Утерев мокрое лицо, тяжело дыша, как будто гнались за ним силы ада, он обернулся в поисках спасения. Но дома, который он искал глазами, не было видно за скатом холма. В отдалении виднелись лишь те две березы. И теперь они ему показались местом, единственным во вселенной, которое будет стоять и тогда, когда небо упадет на землю. Ведь там, в могиле под ними, он зарыл все, что у него было в этой жизни: и ненависть, и глухую ярость, и мечту на отмщение… Снежные поля дышали ему в лицо своим холодом. Тысячами змеек посвистывал под ногами переметаемый ветерком снег… Но он, чуя, как кровь отхлынула от сердца, знал только одно: то грозное, сотканное из тьмы, что уже не раз сегодня чувствовал, приближалось к нему — теперь оно уже совсем, совсем близко. Оседлав стихии мрака, Князев летел ему навстречу…
Когда на следующий день в первом часу Юрка и Валера постучались в знакомое окно с облупившимися рамами — пришли за инструментом, который вчера оставили у Князева, — дом ответил им тишиной.

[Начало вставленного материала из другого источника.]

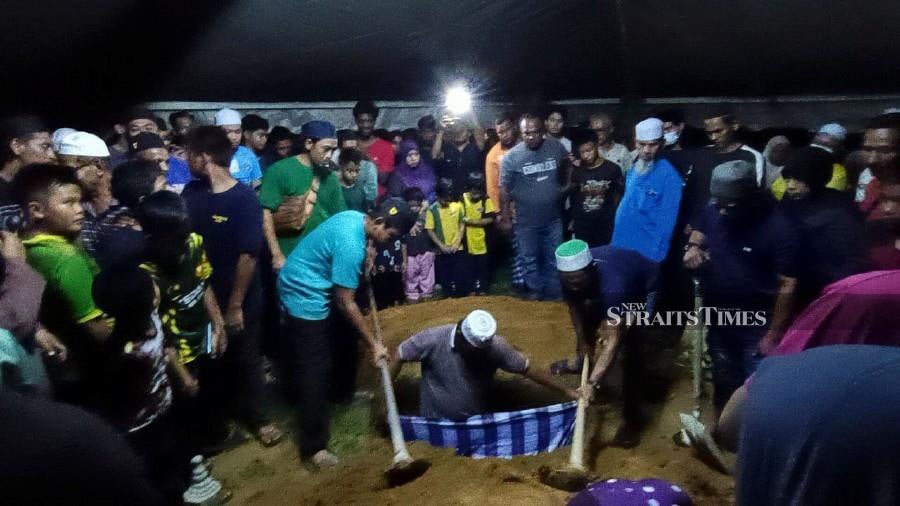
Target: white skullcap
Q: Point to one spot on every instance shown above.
(58, 135)
(479, 328)
(835, 130)
(228, 117)
(82, 144)
(648, 130)
(573, 256)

Они прошли через двор, в котором снега намело местами выше колена, и отворили дверь в сени. Инструмент лежал возле ларя с углем. Рядом стояли большие железные санки, на которых они вчера везли гроб к могиле.

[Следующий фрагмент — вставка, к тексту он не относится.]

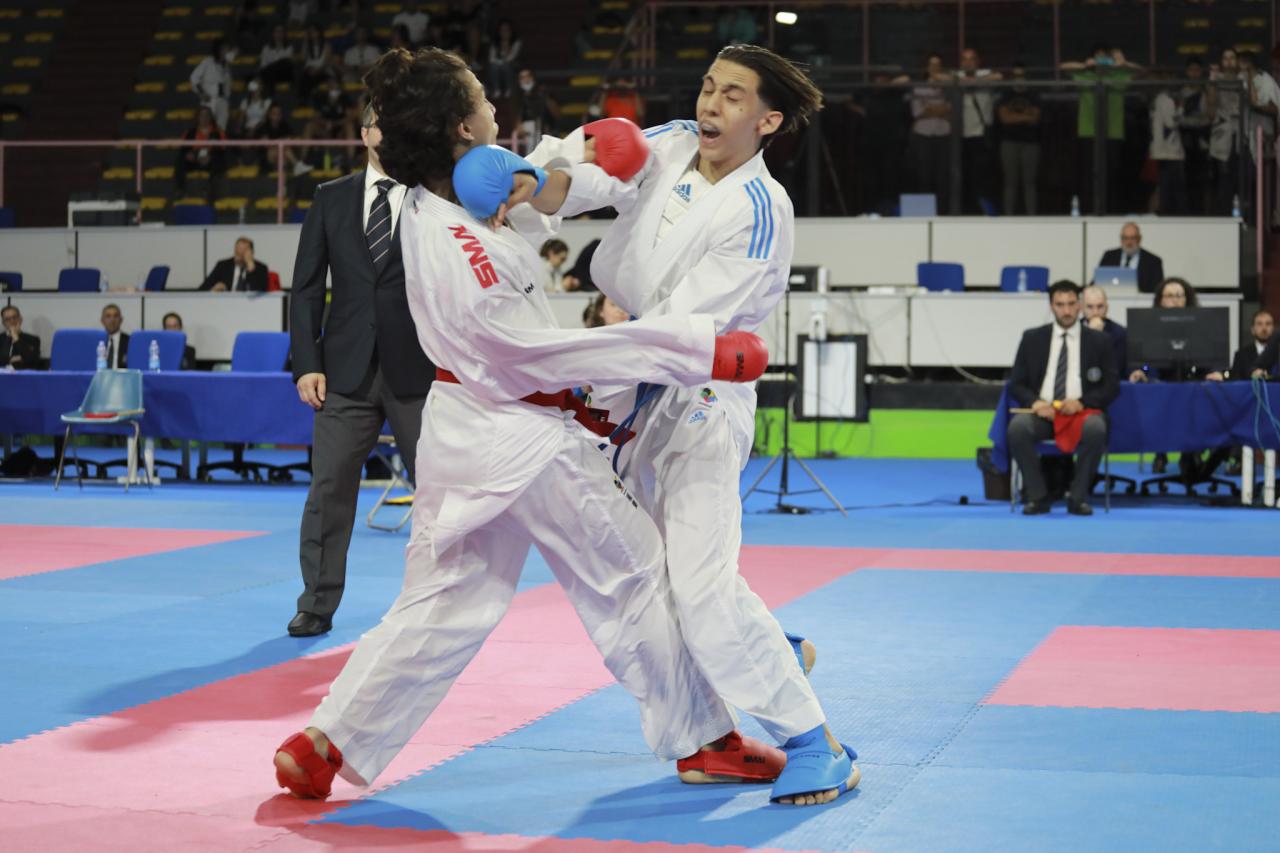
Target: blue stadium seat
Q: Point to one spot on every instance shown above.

— А где лопаты? Лопат-то нету! — сказал Валера.
Оба, пока шли сюда, надеялись на то, что хозяин поднесет им на опохмелку. Они вошли в комнаты; в доме было тихо, пусто и холодно; Князева нигде не было.
— Ладно, пойдем; лопаты, наверно, возле могилы,— хмуро сказал Юрка и поскреб ногтями небритую, заросшую сизой щетиной щеку.
Они отрывали из-под снега лопаты, и Валера заметил в стороне, за кустом смородины, темный холмик странной формы, которого вчера тут не было.
— Погоди-ка, — сказал он. И, бросив раскидывать ногой снег, обошел куст.
Князев лежал на спине, весь обмерзший, припорошенный снегом, с открытыми глазами, в которых стояли замерзшие слезы.
— Гляди, дело какое, — сказал Валера.
Заметив, что в одной руке покойника что-то зажато, он склонился. Это были деньги: несколько сотенных бумажек. Воровато обернувшись, он осторожно вытянул их из мертвой руки, бормоча:
— Вот, в самом деле, хоть от покойного тебя чем-то разжиться.
И, выпрямившись, пряча деньги в карман, крикнул Юрке:
— Эй, слышь, тут Гера лежит, насмерть замерз. Слышь-ка, и плакал перед смертью! Вот чудно.